Friday, August 6, 2010

Notes to Shi No Ubi, Measure

One of the best things about being alive now is that knowledge becomes more decentralized today.  We can find out that glucose management is critical for health, and we can get technology that will help us manage our glucose levels very easily.  That means we can avoid absurd claims like "complex carbohydrates do not raise blood sugar levels as rapidly as simple carbohydrates."  We don't have to "pay attention to the experts."  We cat eat something, and measure the impact.  If we eat something and our blood sugar skyrockets we know one of two things - we ate something we'll have to avoid if we wish to live well, or we ate too much of something we might otherwise be able to eat (if we eat a small enough portion).

Dr. Davis makes great use of this tool to debunk two of the most persistent absurdities about food - that whole wheat is good for you and that oatmeal is good for you.
Oatmeal: Good or bad?
What increases blood sugar more than wheat?
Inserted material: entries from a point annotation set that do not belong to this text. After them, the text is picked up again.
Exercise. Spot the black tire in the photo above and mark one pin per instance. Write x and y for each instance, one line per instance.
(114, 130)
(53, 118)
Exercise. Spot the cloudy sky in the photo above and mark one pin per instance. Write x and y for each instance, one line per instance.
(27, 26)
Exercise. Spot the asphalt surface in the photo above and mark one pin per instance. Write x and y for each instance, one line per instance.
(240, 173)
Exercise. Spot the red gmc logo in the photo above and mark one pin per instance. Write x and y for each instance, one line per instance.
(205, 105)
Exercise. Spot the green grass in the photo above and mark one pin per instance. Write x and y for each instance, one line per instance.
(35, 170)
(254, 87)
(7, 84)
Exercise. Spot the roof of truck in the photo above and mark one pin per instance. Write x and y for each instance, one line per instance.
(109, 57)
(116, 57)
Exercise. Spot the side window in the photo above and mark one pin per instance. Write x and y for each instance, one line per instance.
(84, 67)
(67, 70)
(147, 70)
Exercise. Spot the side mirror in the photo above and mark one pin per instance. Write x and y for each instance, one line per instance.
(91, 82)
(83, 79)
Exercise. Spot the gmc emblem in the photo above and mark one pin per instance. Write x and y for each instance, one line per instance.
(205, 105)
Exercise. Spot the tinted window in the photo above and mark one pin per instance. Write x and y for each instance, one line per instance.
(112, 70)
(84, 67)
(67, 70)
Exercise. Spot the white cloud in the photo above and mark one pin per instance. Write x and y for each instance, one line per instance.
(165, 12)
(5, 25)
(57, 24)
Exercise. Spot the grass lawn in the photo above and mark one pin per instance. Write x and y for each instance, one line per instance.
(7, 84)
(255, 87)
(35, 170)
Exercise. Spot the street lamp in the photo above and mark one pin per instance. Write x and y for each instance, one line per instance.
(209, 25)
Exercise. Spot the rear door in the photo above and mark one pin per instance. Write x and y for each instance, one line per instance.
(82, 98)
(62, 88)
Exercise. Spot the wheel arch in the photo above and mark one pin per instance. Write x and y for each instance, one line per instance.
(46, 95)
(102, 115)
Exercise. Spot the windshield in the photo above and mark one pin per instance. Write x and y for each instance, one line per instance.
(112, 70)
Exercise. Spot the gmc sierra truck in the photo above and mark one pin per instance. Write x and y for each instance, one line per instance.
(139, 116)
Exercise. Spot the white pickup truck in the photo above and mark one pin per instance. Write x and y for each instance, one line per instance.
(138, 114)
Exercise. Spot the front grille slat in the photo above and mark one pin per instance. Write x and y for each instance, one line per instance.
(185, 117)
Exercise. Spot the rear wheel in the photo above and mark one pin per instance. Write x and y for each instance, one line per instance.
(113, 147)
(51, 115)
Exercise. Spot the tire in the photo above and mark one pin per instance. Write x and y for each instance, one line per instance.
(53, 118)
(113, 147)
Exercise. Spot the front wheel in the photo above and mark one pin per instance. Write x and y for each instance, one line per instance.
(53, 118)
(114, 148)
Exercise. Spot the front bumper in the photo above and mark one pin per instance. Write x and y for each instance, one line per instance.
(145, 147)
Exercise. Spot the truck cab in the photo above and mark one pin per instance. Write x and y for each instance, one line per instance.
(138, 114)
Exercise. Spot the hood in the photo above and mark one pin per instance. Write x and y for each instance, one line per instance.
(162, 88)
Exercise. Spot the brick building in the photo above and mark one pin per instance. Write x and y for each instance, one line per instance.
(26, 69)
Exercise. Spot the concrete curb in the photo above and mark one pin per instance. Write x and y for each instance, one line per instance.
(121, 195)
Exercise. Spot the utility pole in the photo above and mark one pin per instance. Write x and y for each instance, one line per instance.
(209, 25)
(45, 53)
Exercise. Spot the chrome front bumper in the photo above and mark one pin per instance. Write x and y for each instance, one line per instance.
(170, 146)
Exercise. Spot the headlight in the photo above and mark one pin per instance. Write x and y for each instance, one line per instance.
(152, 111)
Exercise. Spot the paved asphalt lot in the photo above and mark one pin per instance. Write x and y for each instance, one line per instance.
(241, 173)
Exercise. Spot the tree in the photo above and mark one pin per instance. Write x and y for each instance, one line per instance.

This is what I consider to be the emerging template of how to chase health - don't speculate, don't take the advice of the experts, don't take a leap of faith; eat and measure.  Test yourself.  The science of diet will take a long time to mature.  Even testing yourself is imperfect because - as with LDL - we may still be chasing bogey man numbers.  This is the only sane way to proceed, though, so eat and test all those numbers that correlate with better health - abdominal circumference, triglycerides, HDL, blood pressure, and perhaps most important, A1C (a measure of how much sugar is sticking to your red blood cells, and therefore a running tally of your glycemic control).

My friend Shi No Ubi bought one of the glucose measuring units immediately after choosing to tackle his metabolic derangement.  It's nothing less the empowerment to be able to pick a food, eat it, and measure the impact - blood sugar over 110?  Or, blood sugar still rising three to four hours after a meal?  Well, "that's a clue."